Unfortunately that’s just a symptom of plus sized tires. On the up side, it won’t really effect the tire or chain in a hugely negative way. You can try re-dishing the wheel to the drive side just a little so the cassette is more drive-side than it already is. Another alternative is trying a bottom bracket or crank set with a wider Q-Factor / more outboard chain line than what is currently on your bike. Keep in mind that these two options are both pretty significant changes to solve a issue that won’t cause the tire or the chain to wear out faster than it would otherwise.

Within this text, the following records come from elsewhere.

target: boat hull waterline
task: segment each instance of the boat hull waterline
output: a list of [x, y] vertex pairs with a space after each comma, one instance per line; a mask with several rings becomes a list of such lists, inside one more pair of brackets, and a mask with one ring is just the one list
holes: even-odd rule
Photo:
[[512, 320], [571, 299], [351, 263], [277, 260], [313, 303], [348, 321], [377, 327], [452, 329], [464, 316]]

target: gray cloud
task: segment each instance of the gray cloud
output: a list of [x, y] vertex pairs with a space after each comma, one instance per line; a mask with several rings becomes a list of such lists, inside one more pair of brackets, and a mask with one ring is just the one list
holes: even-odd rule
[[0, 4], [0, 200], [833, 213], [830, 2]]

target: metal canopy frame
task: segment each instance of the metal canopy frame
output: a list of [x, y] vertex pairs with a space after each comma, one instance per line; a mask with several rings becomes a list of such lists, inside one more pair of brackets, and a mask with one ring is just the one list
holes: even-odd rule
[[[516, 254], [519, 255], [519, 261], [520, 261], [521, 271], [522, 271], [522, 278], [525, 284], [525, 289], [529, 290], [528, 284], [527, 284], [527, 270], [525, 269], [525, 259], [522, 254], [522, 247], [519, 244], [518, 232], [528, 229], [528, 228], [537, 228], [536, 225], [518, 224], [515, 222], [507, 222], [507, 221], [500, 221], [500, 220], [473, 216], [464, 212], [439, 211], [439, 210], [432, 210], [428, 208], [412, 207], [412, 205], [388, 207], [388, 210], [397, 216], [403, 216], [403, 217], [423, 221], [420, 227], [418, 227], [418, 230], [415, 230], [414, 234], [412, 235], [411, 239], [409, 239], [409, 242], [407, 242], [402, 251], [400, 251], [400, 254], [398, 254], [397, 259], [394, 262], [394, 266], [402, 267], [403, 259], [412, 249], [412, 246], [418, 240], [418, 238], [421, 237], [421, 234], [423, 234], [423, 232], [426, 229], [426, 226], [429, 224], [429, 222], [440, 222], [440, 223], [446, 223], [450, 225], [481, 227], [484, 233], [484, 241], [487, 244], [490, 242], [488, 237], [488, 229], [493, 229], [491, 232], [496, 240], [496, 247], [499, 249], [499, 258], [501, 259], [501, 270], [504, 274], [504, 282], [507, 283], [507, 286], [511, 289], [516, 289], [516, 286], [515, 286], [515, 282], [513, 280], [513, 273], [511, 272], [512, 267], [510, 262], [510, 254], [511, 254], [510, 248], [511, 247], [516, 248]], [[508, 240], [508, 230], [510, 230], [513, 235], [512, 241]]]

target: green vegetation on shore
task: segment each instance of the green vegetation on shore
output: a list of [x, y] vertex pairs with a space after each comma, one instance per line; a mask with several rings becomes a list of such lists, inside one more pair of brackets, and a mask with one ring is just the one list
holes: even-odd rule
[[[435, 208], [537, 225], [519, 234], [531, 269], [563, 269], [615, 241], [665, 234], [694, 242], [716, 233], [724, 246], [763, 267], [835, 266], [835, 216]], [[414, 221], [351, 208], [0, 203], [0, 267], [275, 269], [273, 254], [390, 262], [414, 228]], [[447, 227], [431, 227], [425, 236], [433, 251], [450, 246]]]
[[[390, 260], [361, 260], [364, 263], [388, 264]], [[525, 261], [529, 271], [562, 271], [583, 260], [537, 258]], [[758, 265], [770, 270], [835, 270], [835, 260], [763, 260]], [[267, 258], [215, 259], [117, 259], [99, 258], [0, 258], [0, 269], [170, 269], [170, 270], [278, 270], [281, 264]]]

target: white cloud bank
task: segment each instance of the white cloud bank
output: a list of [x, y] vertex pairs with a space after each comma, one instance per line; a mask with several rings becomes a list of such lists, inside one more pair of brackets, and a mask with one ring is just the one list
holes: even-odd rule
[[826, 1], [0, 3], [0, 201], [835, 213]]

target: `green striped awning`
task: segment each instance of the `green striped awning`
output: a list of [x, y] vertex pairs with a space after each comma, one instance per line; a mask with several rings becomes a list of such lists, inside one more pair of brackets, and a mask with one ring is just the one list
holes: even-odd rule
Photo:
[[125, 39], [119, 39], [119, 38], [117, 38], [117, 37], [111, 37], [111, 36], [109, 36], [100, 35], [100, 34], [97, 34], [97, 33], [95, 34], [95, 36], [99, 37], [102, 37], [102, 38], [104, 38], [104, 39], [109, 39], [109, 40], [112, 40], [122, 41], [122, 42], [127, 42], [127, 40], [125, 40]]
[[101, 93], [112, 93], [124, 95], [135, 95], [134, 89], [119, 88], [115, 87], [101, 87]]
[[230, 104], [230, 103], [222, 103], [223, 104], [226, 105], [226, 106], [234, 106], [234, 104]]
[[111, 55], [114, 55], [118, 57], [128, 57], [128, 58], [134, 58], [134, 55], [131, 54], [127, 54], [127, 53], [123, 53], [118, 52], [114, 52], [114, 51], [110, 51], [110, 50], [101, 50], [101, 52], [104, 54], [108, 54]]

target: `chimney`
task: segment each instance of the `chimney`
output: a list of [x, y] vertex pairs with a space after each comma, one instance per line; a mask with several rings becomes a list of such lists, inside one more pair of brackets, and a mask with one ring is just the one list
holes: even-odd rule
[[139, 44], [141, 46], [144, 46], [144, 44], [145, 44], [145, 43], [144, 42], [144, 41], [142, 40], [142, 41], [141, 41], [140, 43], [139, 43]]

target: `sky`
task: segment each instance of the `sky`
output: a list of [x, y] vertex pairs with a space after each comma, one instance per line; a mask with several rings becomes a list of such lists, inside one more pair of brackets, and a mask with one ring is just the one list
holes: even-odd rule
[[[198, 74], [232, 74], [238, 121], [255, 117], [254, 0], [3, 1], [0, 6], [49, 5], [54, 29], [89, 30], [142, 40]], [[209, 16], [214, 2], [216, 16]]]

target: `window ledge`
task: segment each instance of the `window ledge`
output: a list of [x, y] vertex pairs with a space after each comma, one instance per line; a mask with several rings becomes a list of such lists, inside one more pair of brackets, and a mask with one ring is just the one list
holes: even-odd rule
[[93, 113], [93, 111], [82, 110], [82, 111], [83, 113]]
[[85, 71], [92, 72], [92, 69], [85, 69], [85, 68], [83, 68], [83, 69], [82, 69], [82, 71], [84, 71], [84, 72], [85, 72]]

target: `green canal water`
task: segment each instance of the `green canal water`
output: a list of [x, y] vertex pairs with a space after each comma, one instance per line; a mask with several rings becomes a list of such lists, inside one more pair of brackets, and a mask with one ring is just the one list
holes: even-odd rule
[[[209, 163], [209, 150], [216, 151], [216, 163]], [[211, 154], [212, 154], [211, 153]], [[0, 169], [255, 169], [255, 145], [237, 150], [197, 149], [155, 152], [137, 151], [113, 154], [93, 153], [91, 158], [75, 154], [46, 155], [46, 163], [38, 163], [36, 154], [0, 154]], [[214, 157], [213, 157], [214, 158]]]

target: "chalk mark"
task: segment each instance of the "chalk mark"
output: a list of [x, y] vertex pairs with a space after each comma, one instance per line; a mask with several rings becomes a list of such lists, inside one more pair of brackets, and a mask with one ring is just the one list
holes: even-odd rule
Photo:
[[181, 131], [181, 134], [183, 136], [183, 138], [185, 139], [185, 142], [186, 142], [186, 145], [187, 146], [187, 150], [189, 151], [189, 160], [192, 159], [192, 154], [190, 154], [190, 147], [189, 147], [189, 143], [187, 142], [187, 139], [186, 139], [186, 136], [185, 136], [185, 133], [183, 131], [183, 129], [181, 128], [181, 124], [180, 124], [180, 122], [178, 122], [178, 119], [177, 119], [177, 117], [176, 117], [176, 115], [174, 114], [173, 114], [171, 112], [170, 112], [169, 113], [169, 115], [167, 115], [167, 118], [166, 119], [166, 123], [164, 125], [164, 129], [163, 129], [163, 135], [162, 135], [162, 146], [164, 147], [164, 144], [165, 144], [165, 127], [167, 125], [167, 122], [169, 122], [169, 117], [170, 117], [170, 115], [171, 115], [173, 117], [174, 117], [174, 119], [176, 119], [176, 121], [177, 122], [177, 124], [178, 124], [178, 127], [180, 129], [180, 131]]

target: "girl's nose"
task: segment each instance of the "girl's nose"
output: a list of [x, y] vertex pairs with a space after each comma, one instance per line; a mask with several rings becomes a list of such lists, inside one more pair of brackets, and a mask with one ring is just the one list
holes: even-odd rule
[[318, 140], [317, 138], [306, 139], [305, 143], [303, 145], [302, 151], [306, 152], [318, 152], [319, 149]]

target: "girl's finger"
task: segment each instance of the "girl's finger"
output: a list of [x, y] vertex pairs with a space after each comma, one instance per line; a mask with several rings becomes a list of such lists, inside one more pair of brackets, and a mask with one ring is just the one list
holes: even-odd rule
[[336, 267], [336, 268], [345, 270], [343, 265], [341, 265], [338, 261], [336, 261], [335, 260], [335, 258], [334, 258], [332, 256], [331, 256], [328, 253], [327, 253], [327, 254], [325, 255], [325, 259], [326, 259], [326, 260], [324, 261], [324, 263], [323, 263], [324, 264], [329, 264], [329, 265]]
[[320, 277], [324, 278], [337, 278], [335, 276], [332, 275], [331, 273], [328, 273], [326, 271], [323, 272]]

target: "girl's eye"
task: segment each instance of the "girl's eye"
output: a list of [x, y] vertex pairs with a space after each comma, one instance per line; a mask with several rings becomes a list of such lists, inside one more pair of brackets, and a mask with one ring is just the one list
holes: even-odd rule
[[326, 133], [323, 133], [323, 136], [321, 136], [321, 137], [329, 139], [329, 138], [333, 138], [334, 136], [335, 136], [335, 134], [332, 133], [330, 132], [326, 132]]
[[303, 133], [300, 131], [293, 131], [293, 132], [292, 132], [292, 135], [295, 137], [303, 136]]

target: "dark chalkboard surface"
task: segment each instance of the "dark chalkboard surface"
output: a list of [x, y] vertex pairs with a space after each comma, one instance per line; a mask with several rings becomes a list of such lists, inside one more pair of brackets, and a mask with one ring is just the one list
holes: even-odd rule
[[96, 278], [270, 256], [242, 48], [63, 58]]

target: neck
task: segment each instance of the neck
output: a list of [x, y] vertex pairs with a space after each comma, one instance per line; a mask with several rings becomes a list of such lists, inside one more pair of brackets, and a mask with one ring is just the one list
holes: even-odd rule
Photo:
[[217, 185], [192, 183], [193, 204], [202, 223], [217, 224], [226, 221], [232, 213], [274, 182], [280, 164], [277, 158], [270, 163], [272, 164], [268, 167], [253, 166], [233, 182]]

How much length does the Leap add to my bike?

The tailpiece of the Leap kit will measure 36″ from the original drop out. The new wheel drop out will be 19″ past the original drop.

What are the dimensions of the Leap clamping plate?

The Leap clamping plate measures 7.1 cm long by 3.1 cm wide with a 1 cm x 1 cm wide square hole.

Can I use a 160 mm brake rotor?

No. The caliper will interfere with the Leap frame.

Why is the Leap chain roller threaded?

The threaded portion acts as a “pin” when inserted into the Leap frame boss. It does not actually thread into the boss, but instead sits within the unthreaded boss.

Is there a tow hitch for the Leap?


Does the LT1 KickBack fit on the Leap?

No. Essentially, if you get it bolted on, the angle of the plate which rests on the boom tube causes it to not sit flush. You can’t swing the KickBack 1 far enough down to keep it up. I tired it on my Leap at one point and it didn’t work.